15. The diagnostic device of claim 14, further comprising an operator display screen disposed adjacent the operator end.
16. The diagnostic device of claim 15, wherein the operator display screen is inclined.
17. The diagnostic device of claim 14, further comprising a visor attached to the subject end of the main enclosure.
18. The diagnostic device of claim 14, further comprising a disposable covering releasably coupled to the visor.
19. The diagnostic device of claim 14, further comprising a pair of handles disposed on sides of the main enclosure.
20. The diagnostic device of claim 19, wherein each of the pair of handles is offset and extends outwardly farther from each of a top surface, a bottom surface, a front surface and a back surface of the main enclosure.
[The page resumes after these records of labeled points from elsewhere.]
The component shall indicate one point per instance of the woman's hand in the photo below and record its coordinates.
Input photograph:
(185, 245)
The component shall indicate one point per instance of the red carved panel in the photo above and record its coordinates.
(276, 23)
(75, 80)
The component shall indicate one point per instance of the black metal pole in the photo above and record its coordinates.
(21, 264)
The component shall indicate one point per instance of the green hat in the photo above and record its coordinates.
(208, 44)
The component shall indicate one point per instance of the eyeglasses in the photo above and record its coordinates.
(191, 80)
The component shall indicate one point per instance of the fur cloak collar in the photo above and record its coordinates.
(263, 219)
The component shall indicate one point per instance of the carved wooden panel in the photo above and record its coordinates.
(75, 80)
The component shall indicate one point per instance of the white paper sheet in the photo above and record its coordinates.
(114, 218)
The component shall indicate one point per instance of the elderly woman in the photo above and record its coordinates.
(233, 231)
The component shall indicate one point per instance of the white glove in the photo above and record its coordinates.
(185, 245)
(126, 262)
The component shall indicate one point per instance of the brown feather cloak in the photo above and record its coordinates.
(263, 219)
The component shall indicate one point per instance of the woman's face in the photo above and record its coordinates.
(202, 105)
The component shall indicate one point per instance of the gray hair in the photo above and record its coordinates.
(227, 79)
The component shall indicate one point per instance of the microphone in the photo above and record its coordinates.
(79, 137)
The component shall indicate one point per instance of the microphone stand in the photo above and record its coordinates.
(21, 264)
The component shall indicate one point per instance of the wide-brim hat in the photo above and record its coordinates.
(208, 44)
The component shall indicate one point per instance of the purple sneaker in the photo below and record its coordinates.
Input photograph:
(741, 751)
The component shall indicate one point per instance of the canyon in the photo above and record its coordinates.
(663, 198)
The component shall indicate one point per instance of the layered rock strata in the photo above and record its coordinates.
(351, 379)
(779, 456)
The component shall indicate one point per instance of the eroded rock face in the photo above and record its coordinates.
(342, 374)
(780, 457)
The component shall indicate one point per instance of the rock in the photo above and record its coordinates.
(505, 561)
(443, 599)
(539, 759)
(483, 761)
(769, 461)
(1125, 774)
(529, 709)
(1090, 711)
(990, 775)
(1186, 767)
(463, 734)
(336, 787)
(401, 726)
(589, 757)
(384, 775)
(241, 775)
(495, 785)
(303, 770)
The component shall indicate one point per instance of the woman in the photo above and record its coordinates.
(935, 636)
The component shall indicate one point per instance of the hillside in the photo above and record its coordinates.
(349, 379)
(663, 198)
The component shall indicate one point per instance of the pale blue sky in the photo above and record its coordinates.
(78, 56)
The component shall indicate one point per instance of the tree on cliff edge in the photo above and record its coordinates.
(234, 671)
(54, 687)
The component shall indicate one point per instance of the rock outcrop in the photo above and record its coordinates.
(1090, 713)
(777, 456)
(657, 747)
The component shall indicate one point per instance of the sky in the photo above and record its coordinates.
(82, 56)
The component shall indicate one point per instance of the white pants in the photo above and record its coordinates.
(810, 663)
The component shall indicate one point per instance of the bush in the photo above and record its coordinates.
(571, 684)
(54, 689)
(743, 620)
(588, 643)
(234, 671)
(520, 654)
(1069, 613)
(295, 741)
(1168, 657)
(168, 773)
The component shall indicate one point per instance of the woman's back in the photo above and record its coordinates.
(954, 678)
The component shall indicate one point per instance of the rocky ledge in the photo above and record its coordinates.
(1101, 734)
21. A method of diagnosing a subject comprising:
providing diagnostic device including a main enclosure having a subject end and an operator end, at least one infrared light disposed within the main enclosure adjacent the subject end, a stimulus lens, a stimulus screen disposed adjacent the operator end having a front toward a subject and a back, a stimulus filter disposed adjacent the stimulus screen, a mirror, a camera mount disposed adjacent the back of the stimulus screen, a camera coupled to the camera mount and directed toward the mirror, a power source disposed to one side of the main enclosure, a printed circuit board disposed within the main enclosure opposite the power source, and an operator display disposed on the operator end;
holding the diagnostic device so that the operator display faces an operator and the stimulus screen faces the subject; and
providing one or more stimuli on the stimulus screen and presenting results to the operator on the operator display.